Mr Hitchens contrasts policing attitudes between this country and the United States. Many parts of America are so remote that the nearest police patrol can take up to an hour to respond to the scene of a crime. There, you either look after yourself or perish. Homeowners are often armed, and are fully expected to hold the law in their hands, from where it has never been taken. A would-be intruder who disturbs the peace and cops a bullet receives scant sympathy from the forces of law and order. Any person doing that here would be deemed a vigilante and condemned for “taking the law into his own hands”. A strange expression indeed. When Sir Robert Peel set up the Metropolitan Police, the idea of the police constable was of someone who was paid to do what he might otherwise have done voluntarily out of public-spiritedness. The police constable had few powers that ordinary citizens didn’t. A far cry from the all-powerful cops of today, for whom the very notion that everyone still has the power of arrest is an affront to their perogative.

No sane person is arguing for the return to 1970s attitudes as typified by Life on Mars, but few would argue that in this respect the status quo is acceptable either. Unfortunately, the excesses of both social liberalism and social conservatism have led to the state of affairs that we have now: in which grown men are scared to tackle kids vandalizing a bus shelter for fear either of being knifed or of gaining a criminal record; in which nobody dares assert any moral values; in which the “right” to swear in public or to spit on the pavement trumps all notions of public moral rectitude; and in which the stiff upper lip has given way to the unthinking frenzied hysteria we saw following the death of Princess Diana. “Oh, my mother died last year but this has affected me so much more,” one person is quoted as saying. Really, it beggars belief.

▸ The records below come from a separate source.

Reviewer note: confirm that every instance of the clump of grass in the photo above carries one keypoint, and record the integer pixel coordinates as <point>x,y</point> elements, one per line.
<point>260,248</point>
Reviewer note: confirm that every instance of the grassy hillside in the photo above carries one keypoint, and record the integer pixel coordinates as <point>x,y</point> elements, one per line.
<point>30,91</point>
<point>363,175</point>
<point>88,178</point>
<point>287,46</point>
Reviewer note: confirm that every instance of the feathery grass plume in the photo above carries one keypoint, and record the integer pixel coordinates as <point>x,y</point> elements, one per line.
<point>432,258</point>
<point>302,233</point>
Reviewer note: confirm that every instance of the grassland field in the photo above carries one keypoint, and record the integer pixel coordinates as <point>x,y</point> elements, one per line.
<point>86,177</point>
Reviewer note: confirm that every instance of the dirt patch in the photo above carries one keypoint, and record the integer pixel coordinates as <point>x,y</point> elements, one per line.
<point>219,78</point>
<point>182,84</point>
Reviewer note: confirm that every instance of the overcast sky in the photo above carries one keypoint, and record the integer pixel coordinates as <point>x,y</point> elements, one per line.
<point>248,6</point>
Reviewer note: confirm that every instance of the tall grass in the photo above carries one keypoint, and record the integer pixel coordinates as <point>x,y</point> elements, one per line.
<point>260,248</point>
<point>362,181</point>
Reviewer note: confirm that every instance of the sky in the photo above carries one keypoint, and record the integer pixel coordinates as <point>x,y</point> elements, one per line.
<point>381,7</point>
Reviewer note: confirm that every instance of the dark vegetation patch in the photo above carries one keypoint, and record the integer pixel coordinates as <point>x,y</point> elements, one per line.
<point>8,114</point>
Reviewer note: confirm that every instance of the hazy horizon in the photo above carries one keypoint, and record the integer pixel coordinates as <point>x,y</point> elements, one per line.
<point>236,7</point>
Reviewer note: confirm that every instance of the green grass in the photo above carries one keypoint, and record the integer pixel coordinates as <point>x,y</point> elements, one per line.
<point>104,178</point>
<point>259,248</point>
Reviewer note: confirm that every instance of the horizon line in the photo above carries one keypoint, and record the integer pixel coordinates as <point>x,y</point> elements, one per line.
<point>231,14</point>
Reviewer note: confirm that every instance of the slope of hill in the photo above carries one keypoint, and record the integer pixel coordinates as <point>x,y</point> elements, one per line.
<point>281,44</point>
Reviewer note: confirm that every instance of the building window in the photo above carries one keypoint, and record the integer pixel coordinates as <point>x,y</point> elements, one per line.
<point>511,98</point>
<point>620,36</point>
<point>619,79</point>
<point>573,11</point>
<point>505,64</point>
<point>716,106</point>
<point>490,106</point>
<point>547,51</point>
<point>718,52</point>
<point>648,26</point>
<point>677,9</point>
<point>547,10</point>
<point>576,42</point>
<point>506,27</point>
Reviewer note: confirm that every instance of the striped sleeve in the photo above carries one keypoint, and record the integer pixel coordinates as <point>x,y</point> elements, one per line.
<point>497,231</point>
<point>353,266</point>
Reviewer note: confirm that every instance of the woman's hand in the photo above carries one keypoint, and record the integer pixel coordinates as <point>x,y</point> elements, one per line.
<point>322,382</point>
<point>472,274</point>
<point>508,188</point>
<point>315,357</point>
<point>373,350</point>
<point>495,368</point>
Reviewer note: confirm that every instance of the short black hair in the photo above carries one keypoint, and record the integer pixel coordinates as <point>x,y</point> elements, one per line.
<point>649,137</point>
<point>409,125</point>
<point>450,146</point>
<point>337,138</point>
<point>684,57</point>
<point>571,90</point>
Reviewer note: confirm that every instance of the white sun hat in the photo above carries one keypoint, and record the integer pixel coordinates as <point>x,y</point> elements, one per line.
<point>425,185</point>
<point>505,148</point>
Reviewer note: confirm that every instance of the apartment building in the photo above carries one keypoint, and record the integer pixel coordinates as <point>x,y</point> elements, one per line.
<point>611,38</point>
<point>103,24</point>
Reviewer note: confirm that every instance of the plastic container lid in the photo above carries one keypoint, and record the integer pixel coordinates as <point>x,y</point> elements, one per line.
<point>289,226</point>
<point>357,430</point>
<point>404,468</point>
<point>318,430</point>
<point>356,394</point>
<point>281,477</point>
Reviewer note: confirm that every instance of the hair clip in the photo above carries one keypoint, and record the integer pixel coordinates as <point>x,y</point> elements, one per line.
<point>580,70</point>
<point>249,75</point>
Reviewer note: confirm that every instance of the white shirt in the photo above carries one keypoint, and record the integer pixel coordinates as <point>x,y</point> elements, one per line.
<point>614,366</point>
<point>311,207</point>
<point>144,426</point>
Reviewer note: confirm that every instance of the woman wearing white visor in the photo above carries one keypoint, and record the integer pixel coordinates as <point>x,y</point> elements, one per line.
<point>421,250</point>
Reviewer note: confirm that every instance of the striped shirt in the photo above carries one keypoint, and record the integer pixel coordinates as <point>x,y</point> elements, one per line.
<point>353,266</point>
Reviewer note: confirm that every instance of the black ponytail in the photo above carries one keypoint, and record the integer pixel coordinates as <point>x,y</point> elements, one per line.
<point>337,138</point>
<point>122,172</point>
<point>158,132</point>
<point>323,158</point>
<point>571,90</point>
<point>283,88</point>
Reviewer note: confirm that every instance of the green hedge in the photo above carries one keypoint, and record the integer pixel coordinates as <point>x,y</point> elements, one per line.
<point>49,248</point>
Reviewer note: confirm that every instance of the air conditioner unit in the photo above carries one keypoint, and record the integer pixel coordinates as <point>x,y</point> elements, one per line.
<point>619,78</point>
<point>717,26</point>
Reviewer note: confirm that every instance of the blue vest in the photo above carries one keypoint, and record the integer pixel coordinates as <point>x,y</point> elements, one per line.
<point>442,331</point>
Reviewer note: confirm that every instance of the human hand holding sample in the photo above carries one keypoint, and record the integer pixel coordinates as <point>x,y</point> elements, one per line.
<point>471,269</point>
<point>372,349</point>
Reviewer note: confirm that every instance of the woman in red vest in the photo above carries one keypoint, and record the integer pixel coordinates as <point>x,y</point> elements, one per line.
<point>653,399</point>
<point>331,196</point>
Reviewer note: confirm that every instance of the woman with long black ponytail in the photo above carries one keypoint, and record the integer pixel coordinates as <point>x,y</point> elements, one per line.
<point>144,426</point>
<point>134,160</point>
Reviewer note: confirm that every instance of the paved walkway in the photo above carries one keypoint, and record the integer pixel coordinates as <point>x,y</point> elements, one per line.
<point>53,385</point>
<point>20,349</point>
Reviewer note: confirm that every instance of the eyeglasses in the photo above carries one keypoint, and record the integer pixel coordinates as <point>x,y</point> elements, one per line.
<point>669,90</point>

Some deeply unfashionable opinions, I know. To wrap this up and drag it vaguely back on-topic, I recall reading an account of a speech Dr David Starkey gave to (I think) the Royal Television Society, some time after the Hutton débâcle. I haven’t got the account to hand at present, but from memory he gave a rather disparaging account of current attitudes in the media to news and current affairs, and, apart from one lone member of the audience applauding vigorously, was thanked by, for a real controversialist as opposed to a talk-show phoney, the most pleasing sound imaginable: a deafening silence. With Greg Dyke sitting in the front row, arms crossed, staring at the ceiling with a fixed expression on his face, Dr Starkey concluded: “Sorry, this has all been rather sombre, I know. I’m not just a media entertainer, you see. I still have a residual notion that what was taught in this hall all those years ago, that serious academic research, that thinking the unthinkable, are important, even in front of an audience that doesn’t want to hear it.”